The night Maurice Fulton met his second wife, life with Denise finally stopped
haunting him, stopped lingering, those mournful piano chords ringing
in his ears since a broken heart drove him all the way to Brighton (the
starchy suburb by Melbourne's bayside, not the English coastal town where
Matt Elliott's never been), finally fading to fade-out, all that melancholy
that'd consumed him engulfed by a whole new set of sentiments stirred
up upon meeting his Very Own Yoko Ono. Since then, Mo's ditched such
sadness for Mu's much madness, bedding down in a bizarre jamboree with
Mutsumi Kanamori, their musical nuptials a mad-hatte(re)d tea party not
recommended for the gin-sipping bitches of members-only establishments.
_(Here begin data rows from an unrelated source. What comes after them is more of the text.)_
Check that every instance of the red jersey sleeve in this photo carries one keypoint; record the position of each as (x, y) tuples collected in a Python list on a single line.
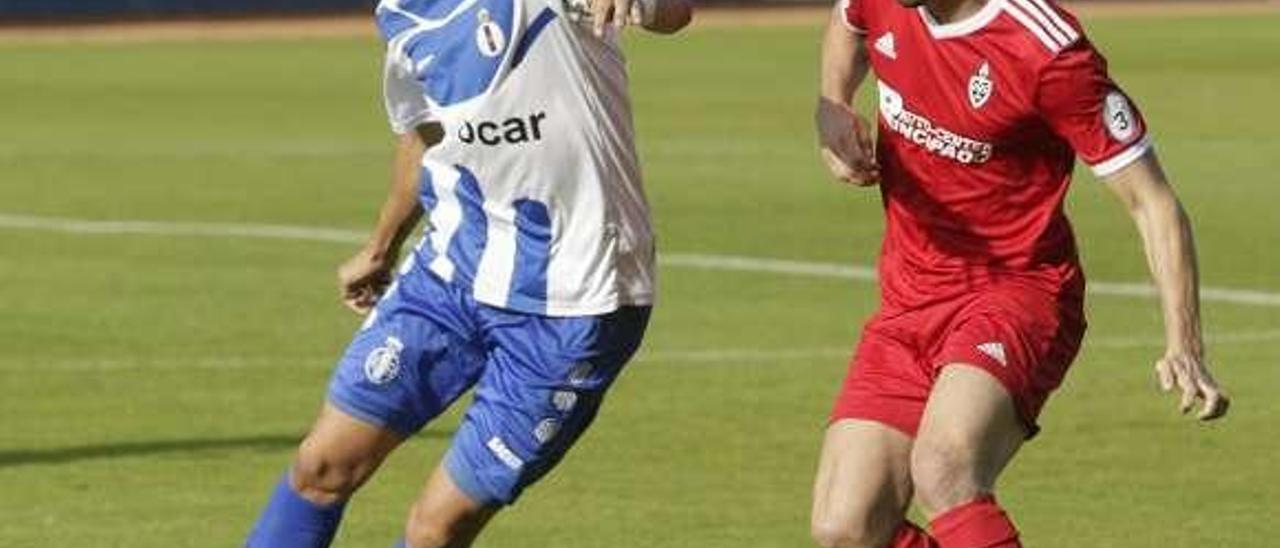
[(1080, 103), (855, 14)]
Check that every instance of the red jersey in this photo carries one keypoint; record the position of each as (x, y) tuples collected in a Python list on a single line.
[(979, 126)]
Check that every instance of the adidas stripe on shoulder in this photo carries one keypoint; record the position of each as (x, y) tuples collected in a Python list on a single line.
[(1045, 22)]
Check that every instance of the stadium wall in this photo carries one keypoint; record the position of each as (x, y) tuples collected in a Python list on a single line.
[(17, 10), (60, 9)]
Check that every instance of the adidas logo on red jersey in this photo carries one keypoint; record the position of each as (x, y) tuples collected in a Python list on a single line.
[(886, 45)]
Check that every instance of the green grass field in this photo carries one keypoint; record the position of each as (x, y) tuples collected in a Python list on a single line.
[(152, 387)]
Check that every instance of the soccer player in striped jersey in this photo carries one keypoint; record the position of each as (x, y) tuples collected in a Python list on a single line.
[(533, 282), (983, 108)]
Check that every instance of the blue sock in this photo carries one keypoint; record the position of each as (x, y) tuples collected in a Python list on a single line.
[(292, 521)]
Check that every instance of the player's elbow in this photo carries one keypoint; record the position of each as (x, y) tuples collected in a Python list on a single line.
[(672, 17)]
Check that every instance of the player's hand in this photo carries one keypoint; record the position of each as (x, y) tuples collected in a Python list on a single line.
[(612, 12), (845, 140), (1191, 377), (362, 279)]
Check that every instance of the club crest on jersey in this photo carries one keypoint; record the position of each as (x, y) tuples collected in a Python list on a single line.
[(489, 36), (981, 86), (382, 365)]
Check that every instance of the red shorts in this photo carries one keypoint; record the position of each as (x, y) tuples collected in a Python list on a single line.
[(1023, 337)]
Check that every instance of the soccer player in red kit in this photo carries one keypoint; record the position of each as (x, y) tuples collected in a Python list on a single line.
[(983, 108)]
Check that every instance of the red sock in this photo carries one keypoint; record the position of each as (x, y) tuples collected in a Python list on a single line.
[(910, 535), (976, 524)]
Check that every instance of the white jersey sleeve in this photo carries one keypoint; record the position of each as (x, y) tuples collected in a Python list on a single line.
[(402, 94)]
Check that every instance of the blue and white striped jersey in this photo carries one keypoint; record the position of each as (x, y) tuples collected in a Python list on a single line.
[(534, 196)]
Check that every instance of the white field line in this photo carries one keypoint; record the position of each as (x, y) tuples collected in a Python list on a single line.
[(762, 265), (705, 356)]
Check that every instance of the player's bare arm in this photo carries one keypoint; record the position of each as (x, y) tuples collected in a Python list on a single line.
[(663, 17), (1169, 243), (364, 277), (844, 136)]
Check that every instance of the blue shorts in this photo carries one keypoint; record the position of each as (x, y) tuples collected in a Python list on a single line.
[(539, 380)]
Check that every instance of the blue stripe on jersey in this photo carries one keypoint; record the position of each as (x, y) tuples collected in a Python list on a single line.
[(472, 233), (533, 256), (535, 28), (448, 59), (391, 23), (426, 196)]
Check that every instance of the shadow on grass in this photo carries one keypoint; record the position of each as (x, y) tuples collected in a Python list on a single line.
[(126, 450)]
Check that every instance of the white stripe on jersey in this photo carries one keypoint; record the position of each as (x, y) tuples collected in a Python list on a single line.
[(1043, 21), (444, 218), (423, 23), (1072, 35), (1055, 46), (498, 259)]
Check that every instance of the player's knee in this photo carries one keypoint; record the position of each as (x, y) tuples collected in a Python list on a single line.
[(944, 474), (833, 533), (429, 529), (327, 479)]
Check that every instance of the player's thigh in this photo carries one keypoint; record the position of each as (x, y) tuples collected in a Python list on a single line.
[(863, 484), (969, 433), (544, 383), (411, 359)]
Fulton's fulsome array of monikers Syclops, Stress, Basement Boys,
Eddie and the Eggs once cast him as a don dishing up the percussive
house with but an undercurrent of beat-breaking strangeness. But here
he throws himself full-tilt into such (strangeness), following the irrepressible,
uninhibited idiocy of his partner in crime, throwing his house bounce
in a blender along with "punk funk" party-starters (Mo-Mo having
banged-the-gong/tonked-the-cowbell for the exclaiming eagerness of the
egotistical/already-passe !!! dudes), disco-not-disco handclappers, proto-electro
minimalismo, blood-lipped free-jazz fist-ups, and Blechdomist scatology and
leaving the lid off. Sending the obliterated fragments of its ingredients
out like so many musical splatters, Mu puts the spastic in spastickated,
lurching through rhythms that buzz with intermittently animated life
like lifeless limbs twitching from a mild electric current, the electricity
here being the domesticated chemistry between the boy-who-met-girl and
the girl-who-emancipated-him. But, to paint Mutsumi as mere muse is amiss,
the titular Mu of this duo being her, really; Fulton is just going along
for the ride on her wild ride, the girlie-show girl doing a Peaches-gone-performance-art
punk-rock shtick, all electroshock shock-tactics, that seems at once
archetypal and idiosyncratic, using her insistent, individual personality
to just play into and up to too many predictable clichés. She
may show me love for Luke Jenner and, uh, Michael Jackson, but for the
most Mutsumi is as angry as a hip-hopper with beef: offering a depressing
amount of cringeworthy swearing; kicking off the disc with a cut called "Haters" (my
single least-favorite term/concept in the history of humanity; I can
just imagine Hitler calling all those protesting Heebs a bunch of Haters,
then telling all the Playas at his Third Reich rally to "put their hands
in the air"); and endlessly slagging off Tigersushi boss Charles Hagelsteen
(see: "Tigerbastard," "So Week People," "I'm Coming to Get You," "Like
a Little Bitch)," who, we're to guess, screwed Mu over when releasing
their first record. Much of this dreary lyricism will be seen as English-as-a-second-language
charm by so many and the album's lyric sheets, which put forth
all the spelling-mistake-riddled broken English with pride, seem to be
of the same belief. But loving that about this disc is like so much faint
praise at best, and a pernicious kind of cultural condescension at worst.